The School Committee has been updated about the district’s 20-year service contract with Johnson Controls, an energy company expected to generate Chelmsford $483,317 in total cost savings.
Introducing the presentation Tuesday night was Department of Public Works Director Gary Persichetti, who informed committee members that Johnson Controls was able to address all capital items, as set forth by the Energy Conservation Commission.
“We’ve been working on the project for three months and our engineering is complete. And I’m here this evening to share the results of the engineering study,” said Johnson Controls General Manager Jim Cotton.
The district selected Johnson Controls in September. Cotton took members through a presentation on the $13,895,404 project’s timeline, the school building energy baseline, energy conservation measures, and projected cost and energy savings.
Performance contracts, passed in Massachusetts General Law in 2006, involves energy efficiency projects through building improvements done by reinvesting the energy cost savings produced, with guaranteed savings.
Upgrades to the district’s nine facilities, totaling 805,475 square-feet, will fall under its existing $1.27 million annual utility budget. There will be a 38 percent reduction with new equipment and solar panel added renewable generation. According to Cotton, about 40 communities in the state have entered into similar contracts.
“We target things like boilers, air conditioning units, lighting for retrofit using T5 lamps, which will reduce your overall energy spend in any given year… If we are contractually obligated to save $480,000 in this instance and we don’t, we write you a check for the difference,” noted Cotton, who said annual major savings are based on federal guidelines.
According to Cotton, the district’s $1.27 million invested is predicted to grow about 5 percent each year, between natural gas and electricity. The total baseline energy use for utility spent includes electricity, at $801,697 and $465,070 in gas spends.

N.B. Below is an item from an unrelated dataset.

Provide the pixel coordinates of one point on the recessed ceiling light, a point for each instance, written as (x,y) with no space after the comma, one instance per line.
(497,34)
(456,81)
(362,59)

“My engineers went through each of your facilities, looked at all the plans and developed retrofit projects for each of the facilities,” said Cotton, while displaying a list of energy conservation measures, amounting to 81 individual projects, involving facility lighting and weatherization.
Capital improvements, along with facility and comfort upgrades, were addressed. In addition to energy management systems in all nine buildings, the contract also involves replacing 207 unit ventilators, a chiller replacement at Center Elementary and a steam to hot water conversion at Parker Middle School.
“They are learning environment issues,” said Cotton, before covering renewable energy though solar panels to be situated on racks on the roofs at eight of the facilities.